Seasonal Adaptations
Spring version add blanched asparagus tips and fresh peas Summer enhancement incorporate corn kernels and cherry tomatoes Fall variation mix in roasted butternut squash cubes and sage Winter comfort add sautéed mushrooms and a drizzle of truffle oil

This dish is a delightful fusion that offers complex flavors with simple preparation. Enjoy the unique umami profile that will have everyone asking for seconds.
Frequently Asked Questions
- → How can I make this pasta fully plant-based?
Swap in plant-based butter and dairy-free cream. Use vegan Parmesan or omit cheese, and check all labels for animal products.
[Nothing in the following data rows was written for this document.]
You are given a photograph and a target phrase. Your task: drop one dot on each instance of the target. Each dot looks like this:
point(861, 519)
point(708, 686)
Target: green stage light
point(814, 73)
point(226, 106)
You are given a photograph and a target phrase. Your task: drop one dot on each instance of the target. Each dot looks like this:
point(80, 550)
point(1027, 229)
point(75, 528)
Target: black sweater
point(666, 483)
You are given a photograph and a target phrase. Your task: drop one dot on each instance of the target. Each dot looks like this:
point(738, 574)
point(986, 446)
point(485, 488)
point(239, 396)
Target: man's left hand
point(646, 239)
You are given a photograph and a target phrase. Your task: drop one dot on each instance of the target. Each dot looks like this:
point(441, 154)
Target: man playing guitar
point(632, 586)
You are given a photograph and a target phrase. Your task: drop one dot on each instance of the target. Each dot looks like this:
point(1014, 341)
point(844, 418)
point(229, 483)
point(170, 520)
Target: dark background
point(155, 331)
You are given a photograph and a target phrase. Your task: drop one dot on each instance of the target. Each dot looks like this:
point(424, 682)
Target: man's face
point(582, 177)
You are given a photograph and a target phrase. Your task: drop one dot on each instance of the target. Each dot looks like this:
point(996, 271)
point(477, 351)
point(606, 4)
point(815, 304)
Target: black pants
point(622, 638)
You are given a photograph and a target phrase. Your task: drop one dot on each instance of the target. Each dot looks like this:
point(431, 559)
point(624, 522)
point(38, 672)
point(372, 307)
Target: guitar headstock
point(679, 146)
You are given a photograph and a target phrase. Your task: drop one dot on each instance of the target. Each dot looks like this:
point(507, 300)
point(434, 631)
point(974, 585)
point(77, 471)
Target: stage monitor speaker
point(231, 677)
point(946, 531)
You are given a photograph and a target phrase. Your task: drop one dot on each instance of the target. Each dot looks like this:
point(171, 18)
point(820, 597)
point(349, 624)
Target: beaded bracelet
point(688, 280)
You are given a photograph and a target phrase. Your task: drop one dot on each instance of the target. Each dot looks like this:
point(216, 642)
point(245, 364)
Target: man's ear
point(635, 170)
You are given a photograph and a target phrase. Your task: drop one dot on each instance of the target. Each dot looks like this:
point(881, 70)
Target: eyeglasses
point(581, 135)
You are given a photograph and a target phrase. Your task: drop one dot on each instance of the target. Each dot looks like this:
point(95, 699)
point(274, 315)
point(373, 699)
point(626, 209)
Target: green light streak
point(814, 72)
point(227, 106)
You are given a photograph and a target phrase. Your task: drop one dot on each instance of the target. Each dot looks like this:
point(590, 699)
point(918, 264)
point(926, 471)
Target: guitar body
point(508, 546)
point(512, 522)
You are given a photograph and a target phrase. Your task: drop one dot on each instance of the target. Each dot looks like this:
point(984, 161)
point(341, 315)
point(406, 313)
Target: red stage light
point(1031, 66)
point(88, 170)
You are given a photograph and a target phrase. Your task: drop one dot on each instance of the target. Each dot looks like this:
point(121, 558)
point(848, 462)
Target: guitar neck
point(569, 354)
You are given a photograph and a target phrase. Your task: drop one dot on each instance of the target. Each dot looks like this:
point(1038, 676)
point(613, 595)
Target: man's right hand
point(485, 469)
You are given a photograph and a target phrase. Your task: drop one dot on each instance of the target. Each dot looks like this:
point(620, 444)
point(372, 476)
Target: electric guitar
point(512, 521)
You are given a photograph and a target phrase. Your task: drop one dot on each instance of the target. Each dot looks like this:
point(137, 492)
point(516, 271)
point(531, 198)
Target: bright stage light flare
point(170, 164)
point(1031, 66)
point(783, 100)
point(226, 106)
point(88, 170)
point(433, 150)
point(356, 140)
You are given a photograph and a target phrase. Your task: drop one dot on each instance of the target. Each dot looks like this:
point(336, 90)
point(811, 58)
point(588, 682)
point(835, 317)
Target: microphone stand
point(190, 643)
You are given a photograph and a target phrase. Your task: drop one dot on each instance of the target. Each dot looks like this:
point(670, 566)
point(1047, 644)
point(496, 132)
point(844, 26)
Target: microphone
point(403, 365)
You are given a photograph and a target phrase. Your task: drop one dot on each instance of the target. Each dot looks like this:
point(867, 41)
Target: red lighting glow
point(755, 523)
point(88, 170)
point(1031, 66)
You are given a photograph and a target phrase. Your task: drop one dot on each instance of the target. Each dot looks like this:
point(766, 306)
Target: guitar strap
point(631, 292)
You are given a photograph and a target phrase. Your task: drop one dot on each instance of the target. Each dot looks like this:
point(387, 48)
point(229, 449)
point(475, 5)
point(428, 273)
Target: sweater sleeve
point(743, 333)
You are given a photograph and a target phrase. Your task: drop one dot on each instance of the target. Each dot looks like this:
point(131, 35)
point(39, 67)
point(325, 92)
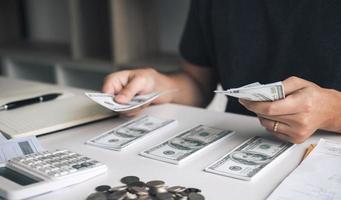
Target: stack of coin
point(135, 189)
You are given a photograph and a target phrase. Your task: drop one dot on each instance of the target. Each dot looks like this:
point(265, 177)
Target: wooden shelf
point(79, 42)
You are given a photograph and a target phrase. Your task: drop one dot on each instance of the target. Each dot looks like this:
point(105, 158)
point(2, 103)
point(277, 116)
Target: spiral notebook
point(66, 111)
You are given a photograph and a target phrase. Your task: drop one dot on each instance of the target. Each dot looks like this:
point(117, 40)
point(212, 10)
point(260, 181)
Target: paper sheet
point(18, 147)
point(2, 138)
point(317, 177)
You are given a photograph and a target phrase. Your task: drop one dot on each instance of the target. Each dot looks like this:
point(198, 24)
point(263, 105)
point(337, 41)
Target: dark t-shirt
point(265, 41)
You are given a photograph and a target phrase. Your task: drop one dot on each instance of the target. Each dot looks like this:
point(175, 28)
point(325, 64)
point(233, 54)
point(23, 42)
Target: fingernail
point(121, 98)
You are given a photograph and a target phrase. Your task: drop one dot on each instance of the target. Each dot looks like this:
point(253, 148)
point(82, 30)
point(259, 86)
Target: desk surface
point(191, 174)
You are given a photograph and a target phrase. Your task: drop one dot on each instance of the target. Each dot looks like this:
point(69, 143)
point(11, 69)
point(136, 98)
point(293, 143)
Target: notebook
point(70, 109)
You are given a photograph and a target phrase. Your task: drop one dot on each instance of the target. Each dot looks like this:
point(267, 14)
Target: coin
point(195, 196)
point(119, 195)
point(118, 188)
point(141, 191)
point(176, 189)
point(97, 196)
point(155, 183)
point(102, 188)
point(190, 190)
point(136, 184)
point(129, 179)
point(164, 196)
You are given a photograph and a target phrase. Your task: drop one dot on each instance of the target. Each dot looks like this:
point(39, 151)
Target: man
point(236, 42)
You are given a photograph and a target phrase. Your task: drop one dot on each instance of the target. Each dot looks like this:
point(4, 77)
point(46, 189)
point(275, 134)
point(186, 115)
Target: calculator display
point(16, 177)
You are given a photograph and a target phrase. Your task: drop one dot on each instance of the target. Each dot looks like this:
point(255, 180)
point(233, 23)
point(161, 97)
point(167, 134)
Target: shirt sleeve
point(193, 44)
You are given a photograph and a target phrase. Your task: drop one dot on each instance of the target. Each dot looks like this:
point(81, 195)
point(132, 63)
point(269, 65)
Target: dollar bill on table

- → What type of miso is best for the sauce?
White miso (shiro miso) is recommended for a delicate sweet-umami balance that won’t overpower the creamy sauce.
- → Can I substitute bucatini with another pasta?
Bucatini's hollow shape holds the sauce perfectly, but spaghetti or linguine can be used for a similar result.
- → What’s the best way to garnish for added flavor?
Generously top with shredded nori, sliced spring onions, and toasted sesame seeds. Grated Parmesan adds depth if desired.
- → Is it possible to add vegetables or proteins?
Sautéed mushrooms or spinach blend in seamlessly; for added protein, try tofu cubes or edamame.